In working on a type1 manual, the 8th section is 317 images I found it impossible to deal with. I enlarged the amount of swap space, but the load on my system would rise above 15 and eventually the process or my machine would crash.
Andrew Whitlock, who was the previous maintainer of the oacdp confirmed that this happened to him in the past and that he had swapped over to a windows machine to use some application with a reasonable algorithm to convert to PDF. I on the other hand don’t have a windows install, so I began researching online.
Firstly in digging around I found an imagemagick based project called graphicsmagick that is written specifically for multi-core machines like I have. I tried this out, but it uses similar algorithms as imagemagick for processing PDF’s, so really wasn’t an answer, but was an improvement in processing times… it basically made things crash faster.

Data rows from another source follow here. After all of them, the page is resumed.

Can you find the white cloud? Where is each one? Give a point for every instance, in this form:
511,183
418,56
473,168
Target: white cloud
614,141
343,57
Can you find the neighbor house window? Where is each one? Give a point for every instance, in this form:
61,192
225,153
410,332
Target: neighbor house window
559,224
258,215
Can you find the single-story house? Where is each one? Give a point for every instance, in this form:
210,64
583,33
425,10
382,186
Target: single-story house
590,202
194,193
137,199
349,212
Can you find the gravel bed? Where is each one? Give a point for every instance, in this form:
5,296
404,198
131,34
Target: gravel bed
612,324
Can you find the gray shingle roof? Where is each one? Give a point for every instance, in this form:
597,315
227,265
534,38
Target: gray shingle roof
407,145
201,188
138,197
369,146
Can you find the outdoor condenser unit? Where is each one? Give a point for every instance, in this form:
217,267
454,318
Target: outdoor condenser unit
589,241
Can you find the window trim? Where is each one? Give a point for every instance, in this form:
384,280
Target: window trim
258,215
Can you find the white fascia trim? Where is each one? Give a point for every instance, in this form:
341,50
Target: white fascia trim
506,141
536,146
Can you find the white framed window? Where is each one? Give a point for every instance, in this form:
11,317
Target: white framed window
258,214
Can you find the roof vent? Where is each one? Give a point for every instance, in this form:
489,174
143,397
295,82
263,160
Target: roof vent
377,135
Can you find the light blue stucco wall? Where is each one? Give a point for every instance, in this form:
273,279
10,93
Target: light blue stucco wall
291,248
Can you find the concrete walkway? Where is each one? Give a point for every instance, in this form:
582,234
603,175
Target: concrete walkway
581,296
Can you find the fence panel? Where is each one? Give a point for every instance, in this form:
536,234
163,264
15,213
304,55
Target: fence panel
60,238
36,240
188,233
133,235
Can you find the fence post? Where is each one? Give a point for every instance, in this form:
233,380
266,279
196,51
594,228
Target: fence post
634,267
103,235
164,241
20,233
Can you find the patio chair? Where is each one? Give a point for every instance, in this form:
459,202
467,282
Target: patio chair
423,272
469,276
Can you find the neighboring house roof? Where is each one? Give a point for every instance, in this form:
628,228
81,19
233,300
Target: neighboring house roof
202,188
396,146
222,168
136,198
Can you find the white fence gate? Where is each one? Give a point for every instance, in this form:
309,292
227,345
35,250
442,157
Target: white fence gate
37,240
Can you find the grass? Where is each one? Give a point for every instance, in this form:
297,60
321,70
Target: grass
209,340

A little more searching revealed this thread, which describes converting each image to individual pdf’s and then assembling them using pdfjoin of the like. pdfjoin is fast, only taking a handful of seconds to process all 317 pages using pdflatex. The results are what I’d expect imagemagick could do.
It would be nice if imagemagick would get their pdf processing up to snuff, but at least for now I have a work around. Hopefully this can help some other people convering pdf’s using command line tools like imagemagick/graphicsmagick/pdfjoin.